While one group seeks to protect customers and their data, the other seeks to exploit them. Without visibility into the network, organizations are challenged to meet their ultimate goal: Stop advanced threats that put data at risk. For a U.S.- based financial services institution offering lines of credit, loans and investment banking services, this lack of visibility was not only making it difficult to meet PCI-DSS and SOX requirements, it was also costing them their customers’ credit card information. Despite having a highly robust security environment, including application firewalls, network-based malware sandboxing, next-gen firewalls and IPS, host AV and application whitelisting, among other technologies, the organization still saw confidential information being exfiltrated from their environment.
“We are under every regulation you can think of, and we like to stay ahead of that,” said the company’s security architect. “But we had some indication that credit card numbers were leaving our environment. We knew there was some command-and-control activity, but we couldn’t see down to the host level to stop it.”
Like many organizations today, the financial services institution found that traditional security gateway technologies like IPS and firewalls do not prevent advanced persistent threats (APTs) from entering the network, and becoming a breach. As a result, threats were coming in left and right, and the incident response team was working overtime in an attempt to remediate them. But a lack of visibility and understanding of the severity of the threats impacted the effectiveness of their efforts.

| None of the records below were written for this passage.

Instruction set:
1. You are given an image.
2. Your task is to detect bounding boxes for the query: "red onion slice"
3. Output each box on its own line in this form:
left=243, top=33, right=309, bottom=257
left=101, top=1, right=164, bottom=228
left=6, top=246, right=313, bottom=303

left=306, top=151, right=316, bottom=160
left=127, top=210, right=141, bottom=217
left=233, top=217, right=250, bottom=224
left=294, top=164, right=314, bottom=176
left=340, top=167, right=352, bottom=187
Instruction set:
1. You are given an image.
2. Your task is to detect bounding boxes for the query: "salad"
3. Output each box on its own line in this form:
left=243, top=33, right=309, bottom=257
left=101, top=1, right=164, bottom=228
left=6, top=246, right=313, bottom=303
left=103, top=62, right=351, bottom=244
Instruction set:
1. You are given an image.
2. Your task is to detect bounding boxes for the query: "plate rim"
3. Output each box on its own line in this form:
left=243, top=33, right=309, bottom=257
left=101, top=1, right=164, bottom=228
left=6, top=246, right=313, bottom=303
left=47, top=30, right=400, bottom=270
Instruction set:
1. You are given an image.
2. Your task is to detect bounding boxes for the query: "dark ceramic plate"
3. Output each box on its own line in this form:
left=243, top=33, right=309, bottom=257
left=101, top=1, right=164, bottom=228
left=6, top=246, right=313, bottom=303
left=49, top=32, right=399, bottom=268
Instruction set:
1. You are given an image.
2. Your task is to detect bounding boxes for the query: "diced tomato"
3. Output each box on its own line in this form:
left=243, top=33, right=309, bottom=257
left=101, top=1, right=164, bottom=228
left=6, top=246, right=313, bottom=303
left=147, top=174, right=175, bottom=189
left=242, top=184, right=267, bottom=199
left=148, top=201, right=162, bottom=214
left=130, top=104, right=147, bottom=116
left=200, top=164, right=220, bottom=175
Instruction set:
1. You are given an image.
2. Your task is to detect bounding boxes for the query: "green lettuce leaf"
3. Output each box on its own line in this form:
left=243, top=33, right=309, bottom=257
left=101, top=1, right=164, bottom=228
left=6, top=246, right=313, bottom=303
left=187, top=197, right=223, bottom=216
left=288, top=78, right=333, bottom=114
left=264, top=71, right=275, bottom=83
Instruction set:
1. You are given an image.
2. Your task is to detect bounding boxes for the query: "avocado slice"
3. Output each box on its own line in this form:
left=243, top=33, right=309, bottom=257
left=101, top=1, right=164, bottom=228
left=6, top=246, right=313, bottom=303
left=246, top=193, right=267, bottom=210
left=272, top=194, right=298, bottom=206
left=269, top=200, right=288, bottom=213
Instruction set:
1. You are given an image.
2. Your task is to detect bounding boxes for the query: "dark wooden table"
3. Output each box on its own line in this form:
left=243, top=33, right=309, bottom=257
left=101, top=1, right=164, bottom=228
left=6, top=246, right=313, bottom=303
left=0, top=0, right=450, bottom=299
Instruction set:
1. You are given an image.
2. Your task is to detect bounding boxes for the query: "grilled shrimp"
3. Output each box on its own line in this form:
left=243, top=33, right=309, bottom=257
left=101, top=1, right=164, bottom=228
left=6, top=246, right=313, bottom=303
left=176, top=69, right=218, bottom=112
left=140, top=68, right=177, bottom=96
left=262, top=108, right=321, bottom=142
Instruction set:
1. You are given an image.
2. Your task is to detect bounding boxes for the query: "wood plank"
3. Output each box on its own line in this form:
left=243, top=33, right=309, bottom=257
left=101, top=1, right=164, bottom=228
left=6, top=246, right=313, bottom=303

“Network Insight provides me, as a security architect, with a level of visibility that I’ve never had before. I don’t have to try to guess at the effectiveness of my security architecture anymore.”
With the ability to discover suspicious network behavior, corroborate evidence of an attack and prioritize remediation efforts-based on risk, Network Insight filled a need like no other solution. The financial services company deployed Core Security Network Insight globally, with a keen focus on 24 by 7 monitoring and coverage across their entire network. As a result, the company has been able to improve both their detection rate of compromised devices, as well as improve incident response time. “Network Insight provides me, as a security architect, with a level of visibility that I’ve never had before. I don’t have to try to guess at the effectiveness of my security architecture anymore. It used to be this huge blind spot. I knew there was stuff in there, but I couldn’t see it. Core Security has a significant unique detection rate, showing me compromises that none of my other systems are seeing, and providing me corroborating evidence that a device truly has been compromised,” said the company’s security architect. Core Security Network Insight doesn’t stop there. In addition to providing visibility into what’s occurring on the network, the advanced threat protection solution provides understanding. Actionable intelligence on active criminal activity expedites incident response to improve productivity and reduce the threat factor.
"It took only preliminary research to know that Core Security was the appropriate solution to round out the company’s threat defense."
Before implementing Core Security Network Insight, the incident response team was “crazy busy all the time,” said the security architect. “Now the team has time to work on strategically more significant projects, like improving the incident response process.” “Network Insight is incredibly user friendly day-to-day. I just pop into the assets view, look at what’s gone off in the last 12 hours and send anything really nasty off to the incident response team. What used to take all day now takes me about an hour, maybe two at most,” said the company’s threat researcher. The organization has also improved its audit findings, which is extremely important in a highly regulated industry. “Our auditors are happy, because Network Insight provides a good crosscheck across all of the security recommendations they’ve made in the past,” said the security architect.